Once upon a time, a thousand eons ago, there was a rumble across the land. My inbox shuddered as I was inundated by the cries of countless loyal beasties. “Have you seen this Kickstarter? Is this your cookbook? Who the hell are these guys?”
I clicked on the links and was taken to a Kickstarter campaign by a group of rabble-rousers claiming to have established a direct link to the Old Ones and who were peddling the ridiculous story that they could commune with these giant beasts of yore. Not only that, they had convinced these demigods to share with the mortals of this planet the secrets of their culinary creations.
While the tome they purported to have authored was similarly named as our own beloved Necro Nomnomnomicon, it was clear that we were two different monsters operating in two different realms. However, it was also clear there was going to be some overlap.
Fresh out of plagues and with all my favorite ghouls, goblins and ghastly enforcers off on vacation, I knew I’d have to deal with these individuals on my own. Emails were exchanged, and over the course of several phone calls, we all discovered not only a mutual respect for one another but a strange…camaraderie? Friendship? Affinity? Indigestion?
Regardless of what you choose to call it, I decided not to smite them, and they swore the same. Rather we decided our dark powers would be much better if pooled between us all and then unleashed onto the world.
Thus I was honored to be a part of their project and contributed not one but TWO disgustingly delicious recipes to their tome.
Unholy alliance secured with a firm handshake and a spattering of sacrificial blood, I set about creating my diabolical delicacies.
Once completed, I sent them off, secure in the knowledge that my part in this project was finished.
The tome was published…and then published again!
Not only was the world hungry for the culinary creations of Cthulu and his forbidden friends, but this grim Grimoire proved to be so successful that it’s now available for purchase not only online, but with major retailers like…gasp…Target!
To say I was surprised was an understatement…not that I had any doubt that the original tome would be successful, but that there were so many dark minded individuals who shared my own affinity for the eerily edible and who so clearly loved what the book was sharing.
That surprise then turned to horrifically tingly anticipation when I heard that the fires had again been lit, the incantations again whispered and the unholy summoned once more.
That’s right…there’s a volume 2 in the works.

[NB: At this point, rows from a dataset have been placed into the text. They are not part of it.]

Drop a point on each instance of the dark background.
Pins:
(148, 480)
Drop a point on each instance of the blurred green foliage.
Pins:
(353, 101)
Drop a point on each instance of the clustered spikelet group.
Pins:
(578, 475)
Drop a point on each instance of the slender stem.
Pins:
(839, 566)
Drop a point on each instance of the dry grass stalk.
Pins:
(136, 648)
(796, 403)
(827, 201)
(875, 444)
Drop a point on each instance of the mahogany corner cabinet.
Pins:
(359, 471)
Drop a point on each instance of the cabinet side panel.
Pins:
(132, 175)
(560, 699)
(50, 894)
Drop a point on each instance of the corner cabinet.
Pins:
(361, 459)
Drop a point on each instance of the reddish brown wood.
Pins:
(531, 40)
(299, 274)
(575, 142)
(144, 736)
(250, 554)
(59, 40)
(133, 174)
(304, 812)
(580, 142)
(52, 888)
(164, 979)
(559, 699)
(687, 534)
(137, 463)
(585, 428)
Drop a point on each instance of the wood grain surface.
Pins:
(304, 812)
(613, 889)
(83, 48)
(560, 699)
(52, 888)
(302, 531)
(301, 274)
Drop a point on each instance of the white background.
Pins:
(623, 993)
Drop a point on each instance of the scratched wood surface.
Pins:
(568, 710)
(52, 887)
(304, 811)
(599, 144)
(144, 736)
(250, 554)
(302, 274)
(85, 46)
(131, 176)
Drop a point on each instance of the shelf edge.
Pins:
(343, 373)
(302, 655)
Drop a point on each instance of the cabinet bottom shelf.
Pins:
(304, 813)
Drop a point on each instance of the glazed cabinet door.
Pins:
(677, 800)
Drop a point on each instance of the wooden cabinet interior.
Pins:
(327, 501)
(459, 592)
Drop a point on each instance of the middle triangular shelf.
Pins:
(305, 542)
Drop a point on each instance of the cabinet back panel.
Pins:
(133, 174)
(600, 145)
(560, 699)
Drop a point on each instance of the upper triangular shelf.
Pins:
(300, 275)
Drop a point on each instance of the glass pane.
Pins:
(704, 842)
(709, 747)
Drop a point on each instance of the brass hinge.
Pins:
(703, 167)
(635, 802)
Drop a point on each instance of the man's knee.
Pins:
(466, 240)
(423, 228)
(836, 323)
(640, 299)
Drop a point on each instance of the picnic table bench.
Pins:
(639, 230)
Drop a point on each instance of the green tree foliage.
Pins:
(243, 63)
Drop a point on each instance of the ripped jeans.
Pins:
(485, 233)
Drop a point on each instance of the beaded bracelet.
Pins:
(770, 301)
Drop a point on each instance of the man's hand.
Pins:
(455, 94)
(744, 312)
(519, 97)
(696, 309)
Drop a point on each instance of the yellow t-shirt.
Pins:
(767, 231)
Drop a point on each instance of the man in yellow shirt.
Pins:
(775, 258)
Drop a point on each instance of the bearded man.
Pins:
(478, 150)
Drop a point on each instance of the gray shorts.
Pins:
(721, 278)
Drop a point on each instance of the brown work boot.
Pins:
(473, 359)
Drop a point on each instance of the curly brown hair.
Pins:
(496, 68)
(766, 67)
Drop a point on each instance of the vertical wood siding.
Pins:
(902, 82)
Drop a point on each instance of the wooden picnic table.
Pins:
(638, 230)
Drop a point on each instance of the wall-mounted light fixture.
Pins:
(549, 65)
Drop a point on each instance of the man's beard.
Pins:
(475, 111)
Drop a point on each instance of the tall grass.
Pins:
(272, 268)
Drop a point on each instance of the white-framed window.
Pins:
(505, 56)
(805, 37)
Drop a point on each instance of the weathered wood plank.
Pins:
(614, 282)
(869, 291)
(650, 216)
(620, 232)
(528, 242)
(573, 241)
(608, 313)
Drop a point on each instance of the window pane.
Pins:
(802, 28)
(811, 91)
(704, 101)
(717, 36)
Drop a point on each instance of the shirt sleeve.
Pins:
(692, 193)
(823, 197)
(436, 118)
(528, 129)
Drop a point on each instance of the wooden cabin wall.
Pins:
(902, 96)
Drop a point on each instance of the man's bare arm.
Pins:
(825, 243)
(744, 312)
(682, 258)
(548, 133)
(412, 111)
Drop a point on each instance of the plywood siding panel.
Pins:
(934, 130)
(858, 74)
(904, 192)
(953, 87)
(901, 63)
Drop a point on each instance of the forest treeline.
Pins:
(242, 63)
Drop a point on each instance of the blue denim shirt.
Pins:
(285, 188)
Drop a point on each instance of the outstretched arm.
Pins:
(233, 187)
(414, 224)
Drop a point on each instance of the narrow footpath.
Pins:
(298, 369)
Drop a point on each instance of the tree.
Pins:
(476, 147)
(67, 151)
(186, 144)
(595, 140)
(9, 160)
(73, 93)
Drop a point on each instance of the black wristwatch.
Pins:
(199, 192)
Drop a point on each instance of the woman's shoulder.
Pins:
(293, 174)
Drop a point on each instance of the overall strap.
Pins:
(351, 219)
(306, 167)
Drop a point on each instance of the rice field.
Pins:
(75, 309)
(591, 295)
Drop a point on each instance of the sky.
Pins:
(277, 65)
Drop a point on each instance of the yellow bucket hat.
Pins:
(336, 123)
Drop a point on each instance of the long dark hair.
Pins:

I present to you “Unspeakable Carols,” a tome of Lovecraftian Holiday Hymns which could quite easily serve as a creepy companion to the original Necro Nomnomnom.
In their own words:
Following on the heels (spine?) of the beautiful and terrifying Necronomnomnom – A Cookbook of Eldritch Horror comes the second in the Gruesome Grimoires series: Unspeakable Carols. As with The Necronomnomnom, this book will be a 9″x 12″ Hardcover book.
Within the pages, your beloved holiday songs and carols are transmogrified by dark sorcery (not really) into haunting canticles steeped in the shared Mythos of the likes of H.P. Lovecraft, Robert W. Chambers, Clark Ashton Smith, and others. Will they rouse a certain slumbering Great Old Ones if sung correctly? We’ll all soon know.
But wait, there’s more! Wait…maybe there’s smores? Yes! Much more. In addition to a ph’nglui pile of poetic psalms – you get corrupted holiday cocktail recipes, perhaps some other Lovecraftian-themed songs, and maybe a short story or two (holiday themed and in the Lovecraftian-vein of course)!
This Horrendous Hymnal will be a feast for the eyes, ears, tongue, appendages and those feelers you keep trying to keep hidden!
It’s on Kickstarter right now and has just 13 days left to reach its goal. Should you decide to help enable this monstrosity reach the light of day, please share with me a copy of your pact, er, I mean pledge. Upon successful completion of the campaign and the funding of this putrid publication, I will gather together the names of all the faithful who helped bring it to light and one unlucky soul shall be randomly selected to receive an autographed copy of the second coming of the first opus…and not signed by myself, but by someone truly worthy of such an honor…
Lucifur, the Lord of Barkness.
In addition, it shall arrive at your domicile lovingly swaddled in a shroud made from one of the official Necro Nomnomnomicon aprons.
So go forth and spread the word, the holidays are upon us and these Unspeakable Carols long to be released!